I have always believed that lawyers should be facilitators as much as gatekeepers to intellectual property.  I have written many academic treatises and articles but the work I found most rewarding is a how-to-book I wrote for non-lawyers called “From Edison to Ipod.”  It was also the most difficult writing assignment I have ever had because I tried to get rid of opaque legal language – and we lawyers do like our legal jargon – and to “democratise” the language of intellectual property law – so to speak. The idea was to make intellectual property accessible to those who need it.  There are so many people in the ordinary walk of life who are creative and entrepreneurial these days and I feel strongly that the man in the street should have a sound understanding of what his rights are and how they should be protected." Frederick Mostert

"Our increasingly interconnected world brings together creators and competitors, entrepreneurs and consumers, judges and administrators, pirates and parasites.
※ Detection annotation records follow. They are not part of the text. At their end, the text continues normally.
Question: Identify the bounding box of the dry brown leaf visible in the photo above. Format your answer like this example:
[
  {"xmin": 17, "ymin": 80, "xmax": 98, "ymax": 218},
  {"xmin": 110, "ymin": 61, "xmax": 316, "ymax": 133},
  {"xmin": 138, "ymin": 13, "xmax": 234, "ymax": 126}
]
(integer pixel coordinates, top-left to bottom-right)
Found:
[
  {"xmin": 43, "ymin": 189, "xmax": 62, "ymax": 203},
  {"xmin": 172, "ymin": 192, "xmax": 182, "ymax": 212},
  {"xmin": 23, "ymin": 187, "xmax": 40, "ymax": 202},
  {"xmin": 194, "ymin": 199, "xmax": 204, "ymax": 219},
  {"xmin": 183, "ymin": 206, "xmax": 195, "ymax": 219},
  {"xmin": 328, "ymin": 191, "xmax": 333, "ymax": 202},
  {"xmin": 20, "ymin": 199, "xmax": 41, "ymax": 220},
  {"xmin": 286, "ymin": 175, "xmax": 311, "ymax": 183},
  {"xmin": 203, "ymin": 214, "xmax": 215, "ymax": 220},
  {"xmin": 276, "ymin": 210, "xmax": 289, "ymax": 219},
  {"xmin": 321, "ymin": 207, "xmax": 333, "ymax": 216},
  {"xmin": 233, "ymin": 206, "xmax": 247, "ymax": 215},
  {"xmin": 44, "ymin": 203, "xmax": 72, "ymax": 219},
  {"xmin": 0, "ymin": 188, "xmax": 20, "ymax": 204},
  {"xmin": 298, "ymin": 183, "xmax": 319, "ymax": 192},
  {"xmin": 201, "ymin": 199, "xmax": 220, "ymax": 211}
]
We can't escape each other and, if we only listen, each of us has something to teach the others. I'm so thrilled to have been part of this teaching process and I'm proud to be part of the intellectual property community, a community which has given so much to so many people despite its diversity and the challenges of constant change".  Jeremy Phillips

2012 IP Hall of Fame inductee David Kappos provided the following tribute to Nikola Tesla:

It is hard to think of an innovator who has had more real impact on our world than Nikola Tesla.  He is truly the father of the entire world's electrical backbone.  His approach to generating, transmitting, and deploying electrical power proved to be the most practical and efficient, so much so that the system he created remains the global standard essentially unchanged to this day.  In very real ways Tesla's work paved the way for the miracles we enjoy in the 21st Century.

Earlier this year members of the global IP community were invited to nominate individuals who they felt had “made an outstanding contribution to the development of intellectual property law and practice” and to supply supporting paragraphs giving their reasons. The nominees were then presented to the IP Hall of Fame Academy members, who voted on who should be inducted.

Established in 2006, the IP Hall of Fame honours those who have helped to establish intellectual property as one of the key business assets of the 21st century. The aim is not only to acknowledge the vital role played by these innovators in fostering today's vibrant IP environment and ensuring its continued health, but also to show how central IP is to the global economy and to the well-being of people across the world. The full list of previous inductees can be found here.

This year’s inductees will be honoured at a gala dinner being held in San Francisco this June during IPBC Global.